The “one product directory fits in a single context” design pays off — agents identify and fetch the right page on the first try. Cloudflare calls the underlying problem “grep loops.” If llms.txt is too large to fit in context, agents can’t read the whole file and start keyword-grepping instead. When the first grep misses, the agent burns thinking tokens, revises the query, and greps again. Slower, more expensive, less accurate.

The takeaway: document structure itself determines agent behavior and cost.

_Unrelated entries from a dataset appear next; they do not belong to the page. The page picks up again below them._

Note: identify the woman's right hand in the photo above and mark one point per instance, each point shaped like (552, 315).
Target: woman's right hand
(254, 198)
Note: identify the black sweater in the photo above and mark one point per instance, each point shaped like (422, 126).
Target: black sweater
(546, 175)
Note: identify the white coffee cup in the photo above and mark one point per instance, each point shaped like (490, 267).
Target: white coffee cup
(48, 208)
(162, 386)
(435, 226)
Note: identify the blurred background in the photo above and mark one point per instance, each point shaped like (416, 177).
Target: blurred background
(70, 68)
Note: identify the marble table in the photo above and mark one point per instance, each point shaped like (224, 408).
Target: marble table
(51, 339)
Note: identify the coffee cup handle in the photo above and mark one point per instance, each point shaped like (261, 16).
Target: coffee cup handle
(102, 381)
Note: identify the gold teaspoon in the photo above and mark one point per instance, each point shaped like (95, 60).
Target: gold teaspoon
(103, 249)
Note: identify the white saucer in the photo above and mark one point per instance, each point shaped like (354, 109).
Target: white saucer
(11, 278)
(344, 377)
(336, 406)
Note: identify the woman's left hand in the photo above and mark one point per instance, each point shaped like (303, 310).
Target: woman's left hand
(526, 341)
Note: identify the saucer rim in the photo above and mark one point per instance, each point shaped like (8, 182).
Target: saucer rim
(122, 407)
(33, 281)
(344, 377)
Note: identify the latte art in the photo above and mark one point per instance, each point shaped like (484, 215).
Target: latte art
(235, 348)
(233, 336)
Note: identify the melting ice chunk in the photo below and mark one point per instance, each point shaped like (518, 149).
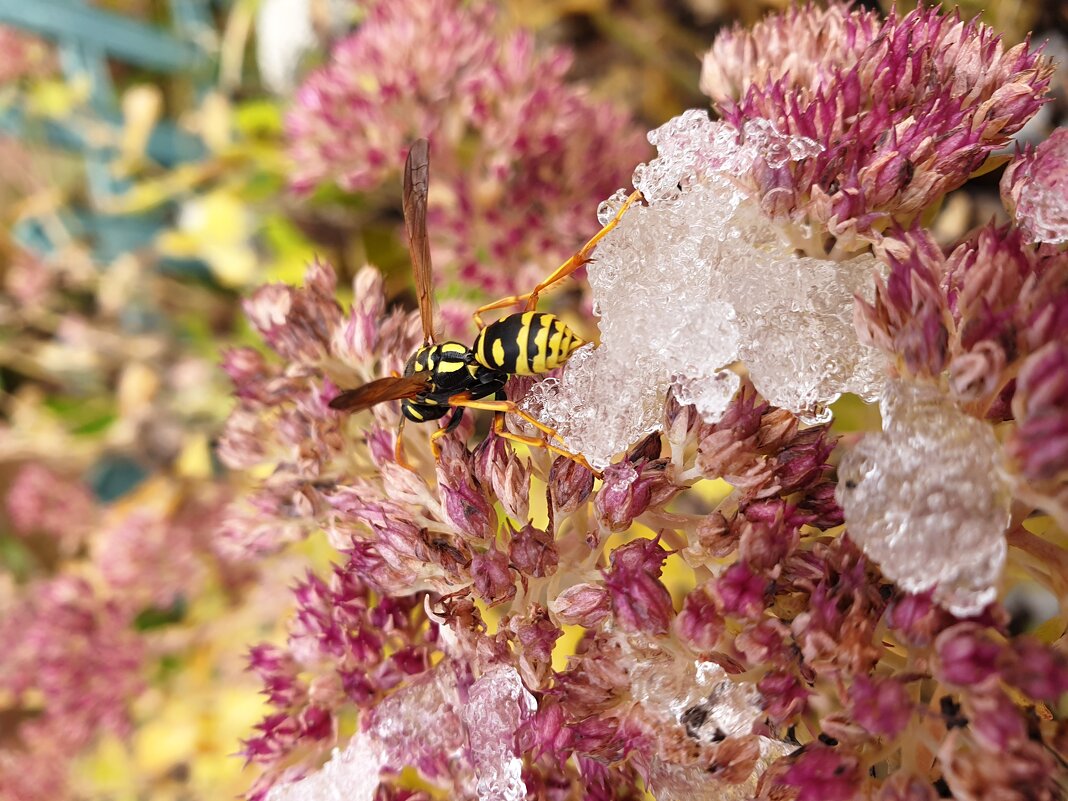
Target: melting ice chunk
(927, 501)
(697, 280)
(498, 704)
(713, 708)
(349, 775)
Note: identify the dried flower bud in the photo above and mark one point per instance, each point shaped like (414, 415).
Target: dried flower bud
(1033, 190)
(784, 695)
(823, 774)
(700, 624)
(994, 720)
(491, 576)
(536, 637)
(497, 467)
(1036, 669)
(820, 507)
(763, 643)
(533, 552)
(1039, 444)
(628, 490)
(570, 484)
(467, 507)
(882, 706)
(967, 657)
(582, 605)
(640, 601)
(741, 592)
(906, 787)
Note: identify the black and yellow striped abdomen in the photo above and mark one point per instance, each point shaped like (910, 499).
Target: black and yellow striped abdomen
(450, 362)
(525, 344)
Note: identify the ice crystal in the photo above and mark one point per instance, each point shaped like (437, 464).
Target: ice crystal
(700, 279)
(349, 775)
(727, 707)
(692, 783)
(712, 708)
(498, 703)
(926, 500)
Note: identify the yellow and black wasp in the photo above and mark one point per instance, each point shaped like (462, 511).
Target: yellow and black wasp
(449, 376)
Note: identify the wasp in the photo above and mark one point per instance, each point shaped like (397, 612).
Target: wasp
(448, 377)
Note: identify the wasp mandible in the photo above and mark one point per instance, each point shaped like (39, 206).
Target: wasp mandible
(449, 376)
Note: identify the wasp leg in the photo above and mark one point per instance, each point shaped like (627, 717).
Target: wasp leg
(581, 257)
(505, 406)
(453, 422)
(535, 442)
(455, 419)
(398, 448)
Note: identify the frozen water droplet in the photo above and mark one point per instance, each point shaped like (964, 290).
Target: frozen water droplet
(927, 501)
(498, 704)
(349, 775)
(712, 707)
(697, 280)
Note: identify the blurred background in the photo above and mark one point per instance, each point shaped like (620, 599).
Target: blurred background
(161, 158)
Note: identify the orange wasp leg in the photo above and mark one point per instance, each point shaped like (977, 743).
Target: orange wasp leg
(535, 442)
(507, 407)
(561, 272)
(398, 448)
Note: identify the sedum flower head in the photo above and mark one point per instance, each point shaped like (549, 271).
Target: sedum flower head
(906, 109)
(1034, 187)
(520, 155)
(843, 635)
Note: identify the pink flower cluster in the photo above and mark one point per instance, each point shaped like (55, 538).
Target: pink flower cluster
(519, 156)
(791, 669)
(992, 317)
(906, 108)
(78, 631)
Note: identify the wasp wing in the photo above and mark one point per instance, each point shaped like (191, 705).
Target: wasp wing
(417, 182)
(392, 388)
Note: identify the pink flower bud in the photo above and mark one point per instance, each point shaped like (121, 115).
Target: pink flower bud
(492, 578)
(582, 605)
(640, 601)
(821, 773)
(629, 489)
(498, 468)
(534, 552)
(784, 695)
(1034, 188)
(467, 507)
(994, 720)
(967, 656)
(740, 591)
(882, 706)
(700, 623)
(570, 485)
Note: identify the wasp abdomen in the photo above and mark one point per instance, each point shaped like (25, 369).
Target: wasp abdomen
(525, 344)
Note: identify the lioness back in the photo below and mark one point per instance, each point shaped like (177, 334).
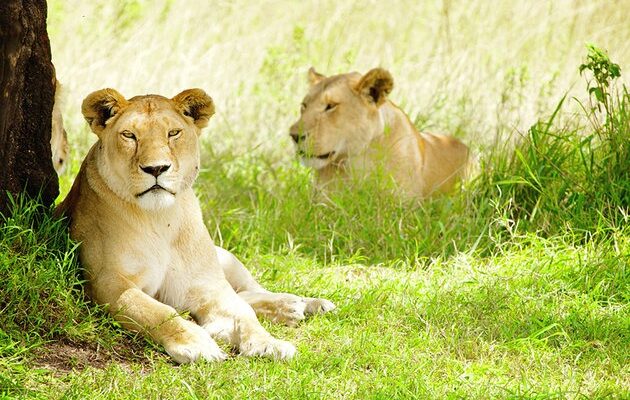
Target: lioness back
(349, 128)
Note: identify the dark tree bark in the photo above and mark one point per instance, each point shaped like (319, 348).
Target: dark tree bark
(26, 101)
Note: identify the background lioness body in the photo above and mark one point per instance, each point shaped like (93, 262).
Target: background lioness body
(348, 127)
(144, 246)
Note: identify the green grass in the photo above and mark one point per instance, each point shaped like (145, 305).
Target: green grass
(516, 287)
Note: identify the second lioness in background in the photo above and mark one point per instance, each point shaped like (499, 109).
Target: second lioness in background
(348, 127)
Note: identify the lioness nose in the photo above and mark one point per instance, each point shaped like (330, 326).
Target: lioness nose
(297, 138)
(155, 170)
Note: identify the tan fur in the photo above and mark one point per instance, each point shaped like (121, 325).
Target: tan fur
(349, 128)
(58, 138)
(147, 253)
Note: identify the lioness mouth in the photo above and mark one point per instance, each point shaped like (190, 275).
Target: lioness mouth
(152, 188)
(321, 157)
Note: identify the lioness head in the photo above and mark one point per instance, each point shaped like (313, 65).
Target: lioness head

Putting llms.txt on your site isn’t enough — you have to design granularity on top of it. A useful warning.

Practical impact

Making your site agent-ready is still optional as of 2026, but judging by Radar’s numbers it could transition to “if you don’t do this, you won’t get discovered” within months. For SaaS and API providers in particular, setting up MCP Server Card, API Catalog, and OAuth discovery early raises the odds of being picked by agents.

For personal or small sites, rather than standing up an MCP server, the most cost-effective first moves are supporting Accept: text/markdown and declaring Content Signals. Markdown content negotiation is nearly free to implement and dramatically lowers token usage, which makes your site more attractive to agents.

If you’re already running coding agents, you can adopt the workflow today: take the prompt that isitagentready.com returns for a failed check and hand it straight to Claude Code or Codex. Unlike Lighthouse, the actual implementation work of raising the score can be outsourced to the agent itself — which is a fun twist.